De broers Jan (rechts) en Bernard Spijkerman in 1963. Naast Bernard staat zijn toenmalige vriendin Annie Raanhuis

'Soms ging het er onbenullig aan toe. Jongens van Caarels en Hoek uit Goor hielden ook wel van een vechtpartijtje. Van alles kwam er soms binnen. Caarels en Hoek kwamen soms met de fiets. Op een keer, zo herinner ik me nog, heeft men de fietsen  hoog in de dennen opgehangen. Daar waren de heren niet blij mee', aldus Herman, die vertelt dat hij veel optrok met zijn broer Jan. We gingen vanuit Kerspel Goor in Hengevelde naar de kerk en ook naar de lagere school en dan raak je vanzelf verbonden met het dorp. We speelden ook bij WVV. Ik herinner me dat ik met Hennie Pelle voetbalde en met Frans Brinkman, maar misschien ken je hen beter als Piet en Saris. We kwamen toentertijd ook wel bij De Witte, Varenbrink en Veehof. Het waren mooie tijden’, aldus Herman die vele jaren technisch bedrijfsleider was in de grootste BMW-garage van ons land in Amsterdam en die functie ook vervulde bij Ben Pon, de bekende Volkswagen-dealer.   

GEEN PRATER
Jan Mensink (89), een bekende inwoner van Kwartiersdorp, bezocht café Halfweg destijds een paar keer per week. Hij was boer en als het mooi weer was, had hij ’s avonds af en toe zin om er even uit te gaan. Zijn broer Bennie kwam er vaker. Hij noemt meer mensen uit de buurt die er ook vaak zaten. ‘Maar’, zegt Jan, ‘er kwamen ook mannen uit andere plaatsen. Daar zat ook wel eens van dat ruwe volk tussen die meerdere cafés langs gingen.’ Luttn Jan, zoals de meeste mensen hem kennen, vond Halfweg een gezellig café. Bernard noemt hij een nette man. ‘Maar het was geen prater’, zegt hij. ‘Eigenlijk was het geen echte kroegbaas. Als er twintig man zat, had hij liever dat de helft weg ging. Zijn broer Jan maakte het gezelliger. Die vertelde meer’, vertelt Mensink. 

HOE VERDER
Dat Bernard nogal gesloten was, bleek ook in de beginjaren negentig.

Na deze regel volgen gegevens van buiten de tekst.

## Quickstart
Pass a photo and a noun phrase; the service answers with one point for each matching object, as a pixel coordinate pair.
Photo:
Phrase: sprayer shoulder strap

Annie: ‘Hij was al een hele tijd ziek zonder het ons te vertellen. Bleek hij slokdarmkanker te hebben. In 1994 is hij overleden. Jan was in 1990 ook al aan deze ziekte gestorven. Gert: ‘Die jongens hebben veel geleden.’
Toen stonden Annie en Gert voor de vraag hoe het verder ging. Hun zoon Christiaan was al een aantal keren gevraagd om het over te nemen, maar hij wilde niet. ‘Ik vond mezelf niet geschikt’, vertelt hij, ‘ik zat op de MTS en wilde wat anders. Ik zag het niet zitten.’
Gert en zijn zus Truus waren de erfgenamen. Ze overwogen om het samen te gaan doen, maar ook dat werd de oplossing niet, bedachten ze. ‘Ik heb toen de grond gekocht’, zegt Gert, ‘maar wilde het café er niet bij kopen. Dat is toen verkocht aan een zekere Oosterbeek uit Goor die er een pannenkoekerij in wilde beginnen. Hij knapte het pand een beetje op, maar deed er uiteindelijk niks mee. Geri en Anite uit Enschede namen het over, woonden er vijf jaar en gingen in 2005 naar Markelo, Arjan Klumpers en zijn vrouw Hilde woonden er een tijdje, maar ook dat hield geen stand. Thans wonen Berry en Linie Willemsen er. Ze maken zijspannen voor motoren. Het café is allang verleden tijd. Door de verbouwingen is het van binnen heel anders. Het voormalige café is getransformeerd tot slaapkamers, die verhuurd worden. De bar is woonkamer geworden.
‘Soms vind ik het jammer dat het café van weleer verdwenen is’, zegt Gert. ‘Ik ben er opgegroeid. Maar toen het definitief gesloten was, werd ons leven een stuk rustiger. Het is niet anders. Zo lopen dingen soms.’


1963. Bruiloft van Gert Spijkerman en Annie Menzing bij Veehof. Links Bernard Geels en Gerts zus Truus, rechts Gerts broer Bernard en Annie Raanhuis.


Nogmaals de bruiloft van Gert en Annie met een viertal gasten. Vlnr Harrie Banis, Herman Mensink, Frans en Annie Brinkman. 


Herfst 2020. Gert en Annie poseren in hun tuin nabij het voormalige café Halfweg


1950. Halfweg zoals het jarenlang was. Café en boerderij.